His thesis is that this public culture was a uniquely pessimistic one, owing to a combination of postwar "psychosis", anti-capitalist doom-mongering and Freudian despair at the irrationality of human psychology.
Even the pacifist movement (in 1934, almost a fifth of Britons opposed all military action, even as a last resort to stop an aggressor) is read by Overy as a subliminal longing for extinction. And he draws contemporary parallels, claiming that we, too, are in danger of allowing fear to distort our perception of reality. "You only have to pick up a newspaper to realise how right he is."
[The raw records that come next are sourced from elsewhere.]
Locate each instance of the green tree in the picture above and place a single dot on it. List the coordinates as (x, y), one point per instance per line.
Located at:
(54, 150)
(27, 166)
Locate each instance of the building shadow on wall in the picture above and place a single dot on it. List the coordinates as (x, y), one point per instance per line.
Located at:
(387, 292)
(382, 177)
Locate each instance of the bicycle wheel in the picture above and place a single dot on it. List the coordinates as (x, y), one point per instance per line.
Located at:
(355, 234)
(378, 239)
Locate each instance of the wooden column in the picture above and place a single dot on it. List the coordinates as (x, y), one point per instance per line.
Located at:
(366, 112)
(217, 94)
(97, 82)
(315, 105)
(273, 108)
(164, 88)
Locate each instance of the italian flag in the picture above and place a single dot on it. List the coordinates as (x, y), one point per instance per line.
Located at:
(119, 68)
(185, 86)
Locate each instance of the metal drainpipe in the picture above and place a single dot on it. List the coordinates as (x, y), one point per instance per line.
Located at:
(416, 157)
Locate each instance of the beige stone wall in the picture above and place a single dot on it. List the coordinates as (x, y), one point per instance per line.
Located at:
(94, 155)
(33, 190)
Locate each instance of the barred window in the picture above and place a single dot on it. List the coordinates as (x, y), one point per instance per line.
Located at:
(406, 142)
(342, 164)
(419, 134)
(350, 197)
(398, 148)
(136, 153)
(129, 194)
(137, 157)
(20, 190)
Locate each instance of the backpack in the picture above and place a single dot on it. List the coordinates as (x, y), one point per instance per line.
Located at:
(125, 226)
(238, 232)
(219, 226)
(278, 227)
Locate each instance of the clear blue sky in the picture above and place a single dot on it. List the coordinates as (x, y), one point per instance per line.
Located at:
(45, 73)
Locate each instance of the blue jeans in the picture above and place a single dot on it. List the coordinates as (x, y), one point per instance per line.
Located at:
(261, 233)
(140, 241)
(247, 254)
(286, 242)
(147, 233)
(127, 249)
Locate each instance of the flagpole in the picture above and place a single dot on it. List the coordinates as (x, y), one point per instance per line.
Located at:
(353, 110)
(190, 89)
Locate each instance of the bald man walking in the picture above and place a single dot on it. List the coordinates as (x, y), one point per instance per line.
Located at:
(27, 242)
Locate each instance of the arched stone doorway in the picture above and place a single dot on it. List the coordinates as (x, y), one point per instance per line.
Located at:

This "compelling" account is told with "great erudition" and "flashes of wry humour", said Juliet Gardiner in the Financial Times. "Yet it can only be part of the story." Overy focuses on a group of intellectuals - Virgina Woolf, Aldous Huxley, HG Wells, Arnold Toynbee - whose pessimism and morbidity were undeniable. But he fails to acknowledge a countervailing trend towards attempting to solve the problems of the past and plan for the problems of the future.
The 1931 National Plan for Great Britain, for instance, proposed measures to improve Britain’s political, economic, environmental and artistic outlook, such as the founding of an arts centre on London’s South Bank and the institution of a "green belt" girdling the capital.
Yet, although incomplete, The Morbid Age is still a fine work of history, said the Economist. It tells us not just what people did, but what social and intellectual factors influenced them. "With elegance and erudition, Overy opens a window into the mind of a generation."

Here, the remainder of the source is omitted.